Truly sick stuff, to be sure, and any movie that references or draws inspiration from Gein's work is definitely one to be aware of going into it. But damn TCM for drawing from the same inspirational source as other ZERO STAR films such as Psycho and Silence of the Lambs. Damn them for including Gein's fetishes into the Leatherface character, and DAMN THEM FOR HACKING OFF LIMBS.
Why couldn't it be a brilliant and beautiful movie like Kill Bill which had NONE of that? Severed limbs are for geeks. Ditto for fetishes. The whole school girl routine in KB? She was poor and liked wearing her uniform home, right Roger? A mature character study of Japanese youth.
What an utterly, utterly AWFUL review. None of the violence in TCM is played for laughs, none of it. Kill Bill? Give me a break, don't even need to go there, its too easy.

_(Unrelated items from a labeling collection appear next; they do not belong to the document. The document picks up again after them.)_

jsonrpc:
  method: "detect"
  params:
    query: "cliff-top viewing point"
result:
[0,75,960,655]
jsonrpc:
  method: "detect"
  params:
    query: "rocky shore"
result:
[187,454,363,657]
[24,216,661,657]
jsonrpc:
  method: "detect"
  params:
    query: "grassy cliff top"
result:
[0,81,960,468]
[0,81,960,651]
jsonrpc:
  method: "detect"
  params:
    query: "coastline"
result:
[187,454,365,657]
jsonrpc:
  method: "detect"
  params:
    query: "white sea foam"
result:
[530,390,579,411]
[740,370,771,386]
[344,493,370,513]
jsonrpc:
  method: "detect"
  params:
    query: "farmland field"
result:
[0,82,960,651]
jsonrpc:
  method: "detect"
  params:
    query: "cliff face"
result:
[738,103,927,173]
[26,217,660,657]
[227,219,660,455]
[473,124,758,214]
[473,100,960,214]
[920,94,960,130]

Uma's rampage is high art because she's in a more colorfully shot movie? Yeah, no cynicism or ugliness in her story, because the bouncy soundtrack has us walking out of the theatre feeling happy and exhilirated!

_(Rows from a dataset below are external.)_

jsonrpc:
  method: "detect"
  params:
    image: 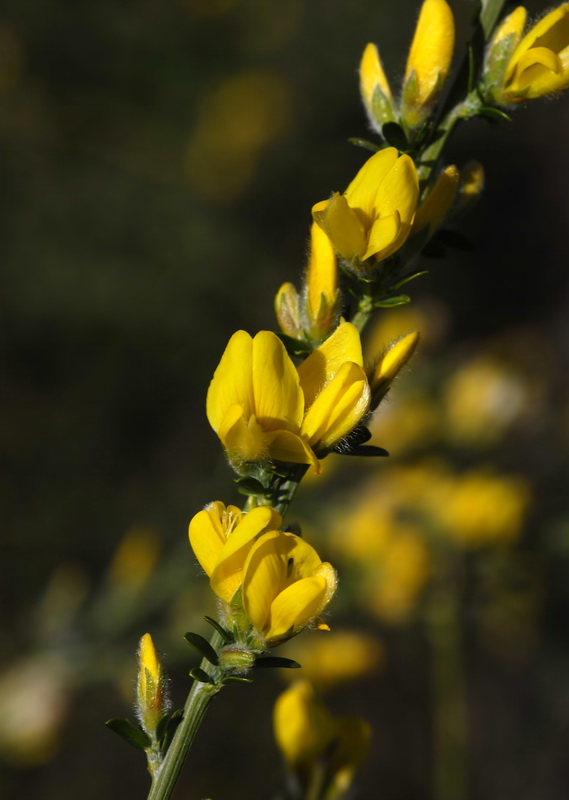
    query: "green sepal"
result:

TCM does indeed follow some major slasher film conventions, but it also does them right. Its Silence of the Lambs meets the original Terminator. A truly visceral edge of your seat experience. The characters DON'T behave like stupid horror movie characters (funny that even Roger acknowledges that other critics completely disagree with his assinine claims) and the gore is largely OFF SCREEN.
Spoilers for some of the character deaths:
When Leatherface chases the guy through the hanging linen sheets, he angles in on the guy, swings his chainsaw, and you see a ton of blood splatter the sheets and then the guy collapses and starts rolling around. Only then do you notice his leg's missing, and even still the focus is on him crawling around and trying to keep from being carried off by his attacker.
Later, when Leatherface knocks the one girl down and slices her up you see Jessica Biel's POV from inside the van, from behind Leatherface we see him lower his chainsaw and the down padding from the girl's coat goes spraying up all around him. We know she just got cut in half but they don't even show any blood.
I won't spoil the other deaths but like those two, they are NOT in your face gory and are nowhere near what you see in Kill Bill. Not. Even. Close.
TCM might not be as elegant as Silence of the Lambs, but if you liked the sheer adrenaline rush go for broke no pulled punches style of the first Terminator or Aliens, I'd definitely recommend it.